Iraq's government would consider selling crude through Iran should talks with the autonomous Kurdish region on an oil revenue-sharing agreement fail, a senior oil ministry official in Baghdad told Reuters.
Iraq's State Oil Marketing Organisation (SOMO) plans to hold talks with the Kurdish Regional Government (KRG), possibly next week, about Iraqi oil exported through Turkey, Deputy Oil Minister Fayadh al-Nema said in an interview on Friday evening.
"If the negotiations come to a close" without an agreement "we will start to find a way in order to sell our oil because we need money, either to Iran or other countries", he said by telephone.
Iraq, OPEC's second-largest producer after Saudi Arabia, depends on oil sales for 95 percent of its public income. Its economy is reeling under the double impact of low oil prices and the war against Islamic State militants.

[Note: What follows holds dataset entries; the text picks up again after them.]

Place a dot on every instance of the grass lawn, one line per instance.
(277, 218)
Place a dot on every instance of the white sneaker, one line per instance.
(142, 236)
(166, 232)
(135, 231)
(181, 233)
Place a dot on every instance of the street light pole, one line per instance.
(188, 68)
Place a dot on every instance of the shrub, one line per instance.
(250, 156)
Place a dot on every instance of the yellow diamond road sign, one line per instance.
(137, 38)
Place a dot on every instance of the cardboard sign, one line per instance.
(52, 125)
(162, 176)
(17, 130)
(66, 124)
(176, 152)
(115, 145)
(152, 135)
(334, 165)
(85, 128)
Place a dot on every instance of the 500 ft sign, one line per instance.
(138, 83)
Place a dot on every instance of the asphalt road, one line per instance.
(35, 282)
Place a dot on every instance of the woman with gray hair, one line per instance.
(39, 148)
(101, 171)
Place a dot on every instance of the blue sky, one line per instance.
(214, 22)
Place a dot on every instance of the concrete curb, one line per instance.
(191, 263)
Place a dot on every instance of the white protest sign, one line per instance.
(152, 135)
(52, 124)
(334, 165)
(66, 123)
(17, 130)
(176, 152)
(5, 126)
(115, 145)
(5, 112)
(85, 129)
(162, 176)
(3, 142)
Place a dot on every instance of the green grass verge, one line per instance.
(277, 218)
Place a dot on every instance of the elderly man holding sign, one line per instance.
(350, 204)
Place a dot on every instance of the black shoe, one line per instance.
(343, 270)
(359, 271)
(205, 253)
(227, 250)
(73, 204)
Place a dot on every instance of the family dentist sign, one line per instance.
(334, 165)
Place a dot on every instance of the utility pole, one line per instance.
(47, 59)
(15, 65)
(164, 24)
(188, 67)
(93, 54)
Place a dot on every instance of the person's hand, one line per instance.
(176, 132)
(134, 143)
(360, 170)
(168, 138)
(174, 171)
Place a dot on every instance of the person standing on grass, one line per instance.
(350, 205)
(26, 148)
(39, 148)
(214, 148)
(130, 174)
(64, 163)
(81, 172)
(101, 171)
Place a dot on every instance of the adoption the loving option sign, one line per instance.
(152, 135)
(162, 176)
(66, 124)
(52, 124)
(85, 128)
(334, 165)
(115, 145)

The Kurdistan region produces around 500,000 barrels per day (bpd) on its territory and exports those volumes via Turkey. Baghdad would not be able to reroute those volumes to Iran but could order shipments of some 150,000 bpd via Iran that are being produced in the nearby province of Kirkuk.
Iraq's state-run North Oil Company resumed pumping crude through the Kurdish-controlled pipeline to Turkey last week as "a sign of goodwill to invite them (the Kurds) to start negotiations," Nema said.
He said pumping had resumed on the instruction of Prime Minister Haider al-Abadi following "some understanding" between Baghdad and Erbil. Abadi said on Tuesday the decision had been made to avoid damage to reservoirs.
The flow of crude extracted from Kirkuk by North Oil and pumped in the pipeline has been running at about 75,000 bpd since last week, or half the rate before it was halted in March, Nema said.
Should there be an agreement with the Kurds, flow through the pipeline would be increased to more than 100,000 bpd, not to the previous level of 150,000 bpd, he added.
The pipeline carries crude to the Mediterranean port of Ceyhan, where the Kurds have been selling it independently on the international market, along with oil produced in their northern region.
The Kurdish government has been calling on Baghdad since March to resume the pumping of Kirkuk crude in full to help Erbil fund its war against Islamic State. Sources in Erbil have said splitting the Kirkuk flows would divide the Kurds and complicate the task of fighting the ultra-hardline militants.